The ordinance was introduced by Ward 6 Rep Mike Wos and Ward 4 Rep Jeremy Dietrich at the March 15 meeting, that would have authorized the Mayor to enter into a 24-month agreement with Flock Falcon Cameras, Installation and Professional Services for fifteen Flock Falcon Cameras, for an annual amount not to exceed $41,250.00, and an annual cost of $37,500.00. Originally, the city was looking at 26 cameras.
The Cloud-based Flock Safety system is designed to take and store two photos of each vehicle that passes under its camera, one of the back of the vehicle for vehicle recognition and the other of the license plate. The pictures, date, time and location are then stored on a server by a firm that Flock Safety has contracted. During that time, agencies who subscribe to the Flock Safety system can access that information, according to North Royalton Police Chief Keith Tarase.
The measure was discussed originally in the Council Safety Committee meeting, then forwarded onto the City Council agenda. It was then sent back to the Safety Committee for further discussion. The final discussion took place on April 19. Several residents weighed in on the measure, on both sides of the argument.
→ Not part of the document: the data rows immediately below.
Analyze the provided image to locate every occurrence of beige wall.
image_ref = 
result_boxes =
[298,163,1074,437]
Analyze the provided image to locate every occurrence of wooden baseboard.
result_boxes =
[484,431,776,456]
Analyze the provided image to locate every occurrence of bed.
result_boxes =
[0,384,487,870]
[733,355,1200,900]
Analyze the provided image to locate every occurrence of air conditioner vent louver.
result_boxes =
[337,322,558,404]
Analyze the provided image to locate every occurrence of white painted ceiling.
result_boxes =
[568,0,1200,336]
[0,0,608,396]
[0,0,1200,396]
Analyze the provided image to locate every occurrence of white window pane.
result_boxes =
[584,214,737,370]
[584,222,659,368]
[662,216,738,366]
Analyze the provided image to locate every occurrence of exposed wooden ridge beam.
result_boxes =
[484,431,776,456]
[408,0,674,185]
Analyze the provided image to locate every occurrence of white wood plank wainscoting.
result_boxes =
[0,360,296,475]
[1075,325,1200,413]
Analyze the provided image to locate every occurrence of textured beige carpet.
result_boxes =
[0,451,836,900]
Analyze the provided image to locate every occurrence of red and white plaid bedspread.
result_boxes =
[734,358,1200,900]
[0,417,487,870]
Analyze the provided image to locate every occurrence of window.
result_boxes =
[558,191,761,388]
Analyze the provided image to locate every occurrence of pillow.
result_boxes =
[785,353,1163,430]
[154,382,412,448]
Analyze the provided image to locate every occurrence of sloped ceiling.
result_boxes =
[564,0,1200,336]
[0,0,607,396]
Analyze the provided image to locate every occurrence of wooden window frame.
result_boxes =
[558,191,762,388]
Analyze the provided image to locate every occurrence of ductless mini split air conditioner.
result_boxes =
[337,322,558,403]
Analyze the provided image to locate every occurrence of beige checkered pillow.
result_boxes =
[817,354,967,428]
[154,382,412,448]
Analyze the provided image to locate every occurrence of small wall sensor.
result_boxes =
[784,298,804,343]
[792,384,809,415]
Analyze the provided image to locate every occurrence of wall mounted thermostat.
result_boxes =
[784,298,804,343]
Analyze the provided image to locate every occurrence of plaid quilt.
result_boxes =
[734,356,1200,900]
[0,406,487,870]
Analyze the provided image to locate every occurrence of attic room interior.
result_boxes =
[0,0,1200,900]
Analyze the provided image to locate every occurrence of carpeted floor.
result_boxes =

One resident asked Council members and the Mayor if they viewed, in person, how the system is working in other communities. None said that they had done this. Several residents supported the system, saying that they felt it would enhance the safety in the City. One resident asked for a trial run of the system, starting off with fewer cameras and then re-assessing in time.
Ward 2 Council Representative Linda Barath, Ward 5 Council Representative Dawn Carbone-McDonald and Ward 6 Council Representative Mike Wos all noted that the feedback from their constituents were against the cameras. Ward 1 Council Representative John Nickell said that he had received about fifteen calls, most against the measure, but then noted that “most people who don’t care or are for an issue don’t bother to call.” Several Council members felt that this option was something they would like to see. Tarase noted that they originally wanted 26, but then reduced it to 15. He said that with North Royalton being 21.33 square miles, that going to a smaller number would not be effective. “It would be hit or miss as to solving a crime.” Mayor Larry Antoskiewicz concurred, stating that it would be an effective alternative.
When asked if the administration would re-introduce legislation asking for a smaller number of cameras, Antoskiewicz responded by saying that he would not, as he re-affirmed his statement on the inefficiency of a smaller number of cameras.